Saturday, December 29, 2007

Delta Water

Deliveries shrink and the peripheral canal resumes center stage.

Delta water exports halved
It was the first cut rising from a court ruling to protect threatened smelt.
By Matt Weiser - mweiser@sacbee.com
Published 12:00 am PST Saturday, December 29, 2007


Water exports from the Sacramento-San Joaquin Delta were slashed in half Friday to protect a threatened fish, marking the first action sparked by a federal court order earlier this month.

The Dec. 14 ruling by U.S. District Judge Oliver Wanger in Fresno requires state and federal water agencies to reduce their draw from the estuary under certain conditions to protect the Delta smelt. The agencies operate separate canal systems, which serve 25 million Californians and more than 2 million acres of farms from the Bay Area to San Diego.

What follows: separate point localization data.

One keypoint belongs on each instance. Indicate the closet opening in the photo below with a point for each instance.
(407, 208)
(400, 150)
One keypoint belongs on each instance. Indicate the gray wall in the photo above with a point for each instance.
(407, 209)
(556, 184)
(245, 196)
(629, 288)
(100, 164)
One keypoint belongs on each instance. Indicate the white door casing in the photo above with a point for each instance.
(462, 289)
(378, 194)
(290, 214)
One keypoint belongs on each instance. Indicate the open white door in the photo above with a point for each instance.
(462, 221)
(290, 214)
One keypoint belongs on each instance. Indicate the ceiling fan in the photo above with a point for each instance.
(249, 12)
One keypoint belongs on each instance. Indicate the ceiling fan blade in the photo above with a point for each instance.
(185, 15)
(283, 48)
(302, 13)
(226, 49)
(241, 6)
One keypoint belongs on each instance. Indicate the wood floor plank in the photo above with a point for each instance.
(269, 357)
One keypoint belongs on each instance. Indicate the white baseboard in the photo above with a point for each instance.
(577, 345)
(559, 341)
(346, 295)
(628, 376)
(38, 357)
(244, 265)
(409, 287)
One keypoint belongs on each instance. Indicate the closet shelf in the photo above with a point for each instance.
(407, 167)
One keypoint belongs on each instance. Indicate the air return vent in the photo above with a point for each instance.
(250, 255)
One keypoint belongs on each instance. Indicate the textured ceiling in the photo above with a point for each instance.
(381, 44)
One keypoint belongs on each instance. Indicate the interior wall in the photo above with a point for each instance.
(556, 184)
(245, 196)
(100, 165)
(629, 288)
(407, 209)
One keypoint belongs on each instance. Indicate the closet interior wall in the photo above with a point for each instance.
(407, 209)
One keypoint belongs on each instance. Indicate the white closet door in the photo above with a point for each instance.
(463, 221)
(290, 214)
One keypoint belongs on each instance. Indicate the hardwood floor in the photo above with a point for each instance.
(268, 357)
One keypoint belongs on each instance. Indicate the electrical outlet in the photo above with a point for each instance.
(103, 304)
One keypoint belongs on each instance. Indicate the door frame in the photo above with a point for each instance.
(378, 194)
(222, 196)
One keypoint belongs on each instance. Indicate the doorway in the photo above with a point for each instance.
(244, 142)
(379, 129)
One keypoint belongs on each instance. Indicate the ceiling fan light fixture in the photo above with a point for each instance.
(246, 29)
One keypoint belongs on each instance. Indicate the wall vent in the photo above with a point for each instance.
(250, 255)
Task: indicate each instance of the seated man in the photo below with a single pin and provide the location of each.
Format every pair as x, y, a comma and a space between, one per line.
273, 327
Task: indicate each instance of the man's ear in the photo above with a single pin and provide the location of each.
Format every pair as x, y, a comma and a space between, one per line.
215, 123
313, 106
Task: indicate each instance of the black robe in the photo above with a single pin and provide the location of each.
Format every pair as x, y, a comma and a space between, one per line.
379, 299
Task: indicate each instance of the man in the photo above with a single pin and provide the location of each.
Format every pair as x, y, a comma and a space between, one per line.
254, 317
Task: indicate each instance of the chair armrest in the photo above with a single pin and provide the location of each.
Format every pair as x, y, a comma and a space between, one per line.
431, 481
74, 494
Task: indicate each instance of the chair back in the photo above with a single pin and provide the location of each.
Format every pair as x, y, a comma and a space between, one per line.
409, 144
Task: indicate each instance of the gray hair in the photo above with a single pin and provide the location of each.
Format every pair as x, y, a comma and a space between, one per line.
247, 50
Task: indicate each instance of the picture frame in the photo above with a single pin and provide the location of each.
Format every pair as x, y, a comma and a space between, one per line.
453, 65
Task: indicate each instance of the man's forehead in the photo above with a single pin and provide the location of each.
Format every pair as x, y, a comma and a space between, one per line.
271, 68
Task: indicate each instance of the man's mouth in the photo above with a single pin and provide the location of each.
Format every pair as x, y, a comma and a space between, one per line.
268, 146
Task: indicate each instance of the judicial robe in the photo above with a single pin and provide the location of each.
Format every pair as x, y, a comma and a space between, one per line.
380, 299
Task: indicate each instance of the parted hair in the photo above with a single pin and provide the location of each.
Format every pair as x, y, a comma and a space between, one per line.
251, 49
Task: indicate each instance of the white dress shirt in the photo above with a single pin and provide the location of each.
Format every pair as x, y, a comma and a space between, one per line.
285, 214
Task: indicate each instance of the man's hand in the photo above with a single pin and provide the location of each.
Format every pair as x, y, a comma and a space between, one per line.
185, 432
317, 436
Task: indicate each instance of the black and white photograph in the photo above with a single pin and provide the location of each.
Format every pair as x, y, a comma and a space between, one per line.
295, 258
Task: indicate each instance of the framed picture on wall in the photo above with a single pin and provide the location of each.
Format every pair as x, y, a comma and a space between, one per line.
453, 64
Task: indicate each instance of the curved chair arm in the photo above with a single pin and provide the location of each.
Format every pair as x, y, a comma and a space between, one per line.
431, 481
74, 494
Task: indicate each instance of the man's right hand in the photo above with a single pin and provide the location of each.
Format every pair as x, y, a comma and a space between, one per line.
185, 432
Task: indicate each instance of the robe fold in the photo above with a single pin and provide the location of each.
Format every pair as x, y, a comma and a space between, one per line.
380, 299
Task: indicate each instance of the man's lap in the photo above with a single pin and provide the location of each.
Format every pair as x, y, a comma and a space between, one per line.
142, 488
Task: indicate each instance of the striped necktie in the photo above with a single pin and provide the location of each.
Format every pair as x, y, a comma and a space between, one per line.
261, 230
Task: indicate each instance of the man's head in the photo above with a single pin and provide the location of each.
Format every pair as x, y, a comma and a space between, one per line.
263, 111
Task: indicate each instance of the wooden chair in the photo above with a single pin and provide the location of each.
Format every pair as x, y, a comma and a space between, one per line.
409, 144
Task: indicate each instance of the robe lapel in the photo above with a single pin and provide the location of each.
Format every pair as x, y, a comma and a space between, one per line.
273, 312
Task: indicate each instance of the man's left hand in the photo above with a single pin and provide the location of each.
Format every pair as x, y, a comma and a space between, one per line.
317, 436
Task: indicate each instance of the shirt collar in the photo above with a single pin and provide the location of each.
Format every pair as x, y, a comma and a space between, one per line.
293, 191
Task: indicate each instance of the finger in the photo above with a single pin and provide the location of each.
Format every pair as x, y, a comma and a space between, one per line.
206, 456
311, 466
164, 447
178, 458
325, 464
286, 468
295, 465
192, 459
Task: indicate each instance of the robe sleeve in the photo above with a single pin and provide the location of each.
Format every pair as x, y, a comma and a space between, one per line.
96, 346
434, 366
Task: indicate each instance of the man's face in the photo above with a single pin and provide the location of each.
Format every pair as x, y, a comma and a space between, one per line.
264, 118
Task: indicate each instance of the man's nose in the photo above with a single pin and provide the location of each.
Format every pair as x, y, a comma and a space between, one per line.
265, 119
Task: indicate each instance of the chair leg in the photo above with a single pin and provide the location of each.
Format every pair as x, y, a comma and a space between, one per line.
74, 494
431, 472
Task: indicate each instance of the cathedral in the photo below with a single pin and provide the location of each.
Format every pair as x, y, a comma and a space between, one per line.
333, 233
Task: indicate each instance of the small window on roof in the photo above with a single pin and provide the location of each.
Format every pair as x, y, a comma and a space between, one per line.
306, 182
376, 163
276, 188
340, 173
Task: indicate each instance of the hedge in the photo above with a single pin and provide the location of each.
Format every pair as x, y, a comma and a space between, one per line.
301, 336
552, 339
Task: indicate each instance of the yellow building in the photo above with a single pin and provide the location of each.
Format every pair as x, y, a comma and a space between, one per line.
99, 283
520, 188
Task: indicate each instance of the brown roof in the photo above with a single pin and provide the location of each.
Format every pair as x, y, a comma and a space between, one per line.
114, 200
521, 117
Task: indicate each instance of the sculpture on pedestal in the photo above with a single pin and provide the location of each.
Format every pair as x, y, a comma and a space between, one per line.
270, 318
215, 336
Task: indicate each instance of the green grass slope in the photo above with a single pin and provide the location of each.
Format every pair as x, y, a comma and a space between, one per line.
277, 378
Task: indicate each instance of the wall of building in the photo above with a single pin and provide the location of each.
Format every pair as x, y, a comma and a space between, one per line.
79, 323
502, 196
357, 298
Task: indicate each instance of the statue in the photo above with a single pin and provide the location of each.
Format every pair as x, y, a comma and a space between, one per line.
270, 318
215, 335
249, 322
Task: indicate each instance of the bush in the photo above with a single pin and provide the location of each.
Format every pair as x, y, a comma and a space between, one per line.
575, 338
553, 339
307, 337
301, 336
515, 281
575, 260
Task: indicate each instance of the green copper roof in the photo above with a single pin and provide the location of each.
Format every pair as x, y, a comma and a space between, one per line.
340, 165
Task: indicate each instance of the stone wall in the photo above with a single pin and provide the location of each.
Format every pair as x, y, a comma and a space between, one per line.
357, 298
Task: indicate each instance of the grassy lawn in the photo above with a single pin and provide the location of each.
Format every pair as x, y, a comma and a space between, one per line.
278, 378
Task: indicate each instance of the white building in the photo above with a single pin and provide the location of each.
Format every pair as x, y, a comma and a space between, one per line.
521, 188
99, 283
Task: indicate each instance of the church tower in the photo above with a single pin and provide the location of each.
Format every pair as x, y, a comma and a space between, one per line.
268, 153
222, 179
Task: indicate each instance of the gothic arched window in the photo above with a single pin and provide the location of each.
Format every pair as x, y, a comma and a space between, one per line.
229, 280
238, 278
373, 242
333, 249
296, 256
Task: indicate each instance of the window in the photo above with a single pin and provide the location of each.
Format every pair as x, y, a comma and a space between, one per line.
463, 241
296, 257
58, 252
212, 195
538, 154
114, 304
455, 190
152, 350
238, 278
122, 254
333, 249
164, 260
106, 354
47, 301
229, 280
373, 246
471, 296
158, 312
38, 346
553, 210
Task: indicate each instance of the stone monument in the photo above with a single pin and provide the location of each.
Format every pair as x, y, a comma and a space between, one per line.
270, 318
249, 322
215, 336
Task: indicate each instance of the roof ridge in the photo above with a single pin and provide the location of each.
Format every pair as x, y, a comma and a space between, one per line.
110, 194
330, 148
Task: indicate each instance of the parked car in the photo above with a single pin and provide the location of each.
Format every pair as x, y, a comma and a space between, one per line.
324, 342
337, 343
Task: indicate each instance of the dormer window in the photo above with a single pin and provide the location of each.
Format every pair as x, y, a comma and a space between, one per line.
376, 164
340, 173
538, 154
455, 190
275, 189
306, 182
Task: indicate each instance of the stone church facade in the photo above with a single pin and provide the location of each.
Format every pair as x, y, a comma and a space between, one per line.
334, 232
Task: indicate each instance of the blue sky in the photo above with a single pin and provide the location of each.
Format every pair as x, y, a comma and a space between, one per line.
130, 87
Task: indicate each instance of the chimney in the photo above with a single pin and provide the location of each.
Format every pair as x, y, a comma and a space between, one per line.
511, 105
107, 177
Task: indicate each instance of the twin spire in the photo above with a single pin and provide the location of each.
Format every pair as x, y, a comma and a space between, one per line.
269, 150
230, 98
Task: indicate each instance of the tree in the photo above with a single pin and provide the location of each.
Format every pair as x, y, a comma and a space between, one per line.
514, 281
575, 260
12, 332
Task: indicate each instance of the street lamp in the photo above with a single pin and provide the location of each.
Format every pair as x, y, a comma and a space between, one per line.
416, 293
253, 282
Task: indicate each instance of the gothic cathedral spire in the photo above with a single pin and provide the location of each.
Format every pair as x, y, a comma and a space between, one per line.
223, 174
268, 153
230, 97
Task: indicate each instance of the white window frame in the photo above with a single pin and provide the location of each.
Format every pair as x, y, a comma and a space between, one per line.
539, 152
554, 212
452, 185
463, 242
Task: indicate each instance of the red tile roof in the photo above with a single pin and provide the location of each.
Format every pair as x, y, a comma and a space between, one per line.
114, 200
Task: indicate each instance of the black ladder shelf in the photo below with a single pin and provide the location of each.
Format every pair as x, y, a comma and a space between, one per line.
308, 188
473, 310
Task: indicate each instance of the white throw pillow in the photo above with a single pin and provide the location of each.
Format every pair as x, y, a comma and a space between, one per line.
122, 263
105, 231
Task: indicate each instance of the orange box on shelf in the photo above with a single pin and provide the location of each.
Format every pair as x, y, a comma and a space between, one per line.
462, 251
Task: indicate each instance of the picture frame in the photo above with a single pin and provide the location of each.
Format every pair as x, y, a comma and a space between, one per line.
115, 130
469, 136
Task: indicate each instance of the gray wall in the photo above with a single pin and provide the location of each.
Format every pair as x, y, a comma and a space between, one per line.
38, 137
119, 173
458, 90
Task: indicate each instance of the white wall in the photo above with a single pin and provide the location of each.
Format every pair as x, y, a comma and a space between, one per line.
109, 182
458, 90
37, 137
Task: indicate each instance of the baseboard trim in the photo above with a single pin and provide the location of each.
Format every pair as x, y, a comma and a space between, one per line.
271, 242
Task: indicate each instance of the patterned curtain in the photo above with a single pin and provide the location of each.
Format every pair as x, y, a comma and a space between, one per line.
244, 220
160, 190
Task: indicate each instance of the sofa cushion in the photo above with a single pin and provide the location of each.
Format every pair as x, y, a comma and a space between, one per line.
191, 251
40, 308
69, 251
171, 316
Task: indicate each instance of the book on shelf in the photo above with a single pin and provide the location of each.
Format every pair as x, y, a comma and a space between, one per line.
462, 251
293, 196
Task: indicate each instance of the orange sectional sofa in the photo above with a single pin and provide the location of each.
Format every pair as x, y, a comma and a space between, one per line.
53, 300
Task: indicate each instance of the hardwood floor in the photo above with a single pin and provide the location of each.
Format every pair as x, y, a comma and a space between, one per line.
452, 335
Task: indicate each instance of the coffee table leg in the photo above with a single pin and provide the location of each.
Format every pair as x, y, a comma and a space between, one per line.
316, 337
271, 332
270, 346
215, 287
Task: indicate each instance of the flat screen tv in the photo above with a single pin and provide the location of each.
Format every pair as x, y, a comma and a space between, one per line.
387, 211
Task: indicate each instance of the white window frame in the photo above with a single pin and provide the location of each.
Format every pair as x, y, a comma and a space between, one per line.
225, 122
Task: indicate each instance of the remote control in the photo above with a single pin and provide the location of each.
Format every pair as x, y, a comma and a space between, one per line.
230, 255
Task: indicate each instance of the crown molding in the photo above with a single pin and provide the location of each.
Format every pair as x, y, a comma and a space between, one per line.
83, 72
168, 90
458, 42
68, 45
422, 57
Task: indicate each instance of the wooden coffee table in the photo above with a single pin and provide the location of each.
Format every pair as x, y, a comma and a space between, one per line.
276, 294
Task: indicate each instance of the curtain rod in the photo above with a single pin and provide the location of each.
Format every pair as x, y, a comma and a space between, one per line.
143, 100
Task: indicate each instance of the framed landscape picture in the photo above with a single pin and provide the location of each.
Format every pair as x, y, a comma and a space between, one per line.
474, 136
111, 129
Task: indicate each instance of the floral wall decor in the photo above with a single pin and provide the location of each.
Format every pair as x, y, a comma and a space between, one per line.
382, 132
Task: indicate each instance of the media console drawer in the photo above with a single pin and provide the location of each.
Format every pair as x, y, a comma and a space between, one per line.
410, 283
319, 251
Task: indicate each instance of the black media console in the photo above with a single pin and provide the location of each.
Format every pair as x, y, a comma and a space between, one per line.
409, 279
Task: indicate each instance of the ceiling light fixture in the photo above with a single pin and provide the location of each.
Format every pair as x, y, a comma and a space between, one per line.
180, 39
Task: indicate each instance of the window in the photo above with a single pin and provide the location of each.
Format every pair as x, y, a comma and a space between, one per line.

But those water exports have contributed to a steep decline in the population of the smelt, a fragile fingerling protected by the Endangered Species Act. The fish are not strong enough to resist the pull of the pumps, which reverse natural water flows in the Delta.

Wanger's ruling requires pumping reductions under certain conditions that affect the smelt. One of those triggers was tripped on Christmas Day when water clarity declined at a South Delta monitoring site.